There are coding problems in the datasets. Specifically, there are many “impossible” NPIs (National Provider Identifiers). For instance, all of these NPI’s are returned from the query [of which year, 2014]:

npi, npi_count, problem
6073299,2,”This NPI is not 10 digits, it has 7: 6073299″
16073299,2,”This NPI is not 10 digits, it has 8: 16073299″
135632034,8,”This NPI is not 10 digits, it has 9: 135632034″
162909399,1,”This NPI is not 10 digits, it has 9: 162909399″
162915969,1,”This NPI is not 10 digits, it has 9: 162915969″
174031524,1,”This NPI is not 10 digits, it has 9: 174031524″
999999992,1,”This NPI is not 10 digits, it has 9: 999999992″
1063828204,1,”This NPI is does not pass luhn: 1063828204″
1194809840,3,”This NPI is does not pass luhn: 1194809840″
1245396655,1,”This NPI is does not pass luhn: 1245396655″
1619944960,1,”This NPI is does not pass luhn: 1619944960″
1740228645,3,”This NPI is does not pass luhn: 1740228645″
1750458455,5,”This NPI is does not pass luhn: 1750458455″
9999999991,502,”This NPI is does not pass luhn: 9999999991″
9999999992,11634,”This NPI is does not pass luhn: 9999999992″
9999999994,116,”This NPI is does not pass luhn: 9999999994″
9999999996,2975,”This NPI is does not pass luhn: 9999999996″

Based on previous investigations, we know that the contractors who generated the files are faithfully returning what is listed in the NPI field. The underlying problem is with the actual Medicare claims database. We suspect that these are the last vestigial organs of pre-NPI billing systems, but we cannot be sure. Happily these strange numbers are far less common in the 2015 data set. Perhaps CMS is succeeding in squashing the non-NPI coded transactions once and for all.

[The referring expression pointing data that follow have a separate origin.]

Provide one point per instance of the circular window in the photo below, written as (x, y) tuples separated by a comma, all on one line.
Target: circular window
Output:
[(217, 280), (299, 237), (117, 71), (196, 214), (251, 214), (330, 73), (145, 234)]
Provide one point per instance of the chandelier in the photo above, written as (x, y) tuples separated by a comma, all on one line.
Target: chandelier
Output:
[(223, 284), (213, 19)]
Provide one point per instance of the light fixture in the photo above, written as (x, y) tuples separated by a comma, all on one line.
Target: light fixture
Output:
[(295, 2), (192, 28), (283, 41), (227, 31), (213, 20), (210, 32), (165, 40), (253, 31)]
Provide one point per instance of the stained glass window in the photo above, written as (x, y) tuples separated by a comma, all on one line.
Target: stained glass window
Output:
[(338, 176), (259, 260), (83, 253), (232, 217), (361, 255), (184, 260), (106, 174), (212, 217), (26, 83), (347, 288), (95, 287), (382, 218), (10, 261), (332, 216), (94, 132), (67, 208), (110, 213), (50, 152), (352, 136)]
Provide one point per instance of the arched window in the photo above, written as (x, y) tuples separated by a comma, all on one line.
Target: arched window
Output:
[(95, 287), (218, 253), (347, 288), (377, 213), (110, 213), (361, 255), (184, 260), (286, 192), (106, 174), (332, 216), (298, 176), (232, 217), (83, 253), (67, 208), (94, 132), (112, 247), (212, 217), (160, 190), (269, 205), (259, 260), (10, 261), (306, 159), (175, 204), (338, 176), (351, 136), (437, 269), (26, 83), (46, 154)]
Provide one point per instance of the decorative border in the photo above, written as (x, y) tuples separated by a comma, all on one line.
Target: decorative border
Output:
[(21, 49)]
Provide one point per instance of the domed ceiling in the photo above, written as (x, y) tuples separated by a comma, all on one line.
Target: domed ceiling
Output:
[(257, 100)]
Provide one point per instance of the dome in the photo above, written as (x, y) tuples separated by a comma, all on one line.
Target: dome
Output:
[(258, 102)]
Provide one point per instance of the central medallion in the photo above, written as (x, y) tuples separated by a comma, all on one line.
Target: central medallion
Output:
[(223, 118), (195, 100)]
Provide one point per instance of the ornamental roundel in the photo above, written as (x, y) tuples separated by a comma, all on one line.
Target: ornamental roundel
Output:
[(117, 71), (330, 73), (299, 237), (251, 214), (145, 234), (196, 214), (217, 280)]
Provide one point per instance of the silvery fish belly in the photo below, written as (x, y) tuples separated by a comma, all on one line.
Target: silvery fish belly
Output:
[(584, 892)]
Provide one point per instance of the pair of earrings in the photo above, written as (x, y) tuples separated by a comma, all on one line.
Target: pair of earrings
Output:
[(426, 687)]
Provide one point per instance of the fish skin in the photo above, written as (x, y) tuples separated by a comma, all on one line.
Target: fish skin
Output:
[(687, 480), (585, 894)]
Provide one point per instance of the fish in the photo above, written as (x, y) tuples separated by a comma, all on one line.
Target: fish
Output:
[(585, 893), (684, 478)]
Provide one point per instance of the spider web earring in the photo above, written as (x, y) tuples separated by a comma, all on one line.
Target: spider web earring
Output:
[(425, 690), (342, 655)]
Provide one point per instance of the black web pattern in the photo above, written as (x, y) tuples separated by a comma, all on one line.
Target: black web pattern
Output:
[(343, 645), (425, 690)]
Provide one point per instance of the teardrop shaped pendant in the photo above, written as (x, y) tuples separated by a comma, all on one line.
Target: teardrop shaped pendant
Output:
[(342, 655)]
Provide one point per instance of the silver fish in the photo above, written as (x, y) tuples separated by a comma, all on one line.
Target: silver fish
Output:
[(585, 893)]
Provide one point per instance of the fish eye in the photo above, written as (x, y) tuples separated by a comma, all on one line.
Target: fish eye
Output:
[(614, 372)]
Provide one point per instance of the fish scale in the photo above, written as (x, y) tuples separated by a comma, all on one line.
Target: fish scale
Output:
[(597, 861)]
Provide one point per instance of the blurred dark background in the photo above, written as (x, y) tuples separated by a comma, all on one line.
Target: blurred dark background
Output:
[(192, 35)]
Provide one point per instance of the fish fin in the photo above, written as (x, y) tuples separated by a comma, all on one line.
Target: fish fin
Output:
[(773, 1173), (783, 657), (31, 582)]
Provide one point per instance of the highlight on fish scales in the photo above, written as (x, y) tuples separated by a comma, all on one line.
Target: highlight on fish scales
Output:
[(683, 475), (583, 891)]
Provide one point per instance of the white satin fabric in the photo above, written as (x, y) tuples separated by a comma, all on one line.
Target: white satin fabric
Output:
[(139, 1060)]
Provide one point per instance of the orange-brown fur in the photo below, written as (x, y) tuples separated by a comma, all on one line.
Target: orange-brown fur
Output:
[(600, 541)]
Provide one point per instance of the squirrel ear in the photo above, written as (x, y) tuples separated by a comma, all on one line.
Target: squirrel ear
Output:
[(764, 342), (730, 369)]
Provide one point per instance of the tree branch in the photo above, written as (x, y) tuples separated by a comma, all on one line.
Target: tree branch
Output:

Here is a NPI validity report for the 2015 data:

npi, npi_count, problem
9999999991,103,”This NPI is does not pass luhn: 9999999991″
9999999992,1569,”This NPI is does not pass luhn: 9999999992″
Much better!

For real-time discussion about these data sets, join the DocGraph google group.

For a more thorough exploration of this data, sign up for CareSet news (link to sign up here).

Enjoy… and watch this space! We will be opening lots more data in 2016 and beyond.

Fred Trotter

Co-founder, DocGraph and CareSet Systems
* DocGraph teaming data shows how healthcare providers who bill Medicare cooperate to deliver care to their patients. Essentially, the teaming dataset documents Medicare providers who share patients in a given year. The result of this is a data structure that data scientist call a weighted directed graph of relationships. To be more specific, the method used to generate the graph converts the bi-partite (two types of nodes, patients and providers) graph structure into a graph with just one type, a graph showing relationships between providers. In layman’s terms, the DocGraph teaming data set is massive map of the healthcare system in the United States. It shows referrals, ordering patterns and many other types of healthcare provider collaborations. This data set exists as the result of a FOIA request made by DocGraph. Since that time, DocGraph has continued to collaborate with CMS to ensure that the data was updated and reliable.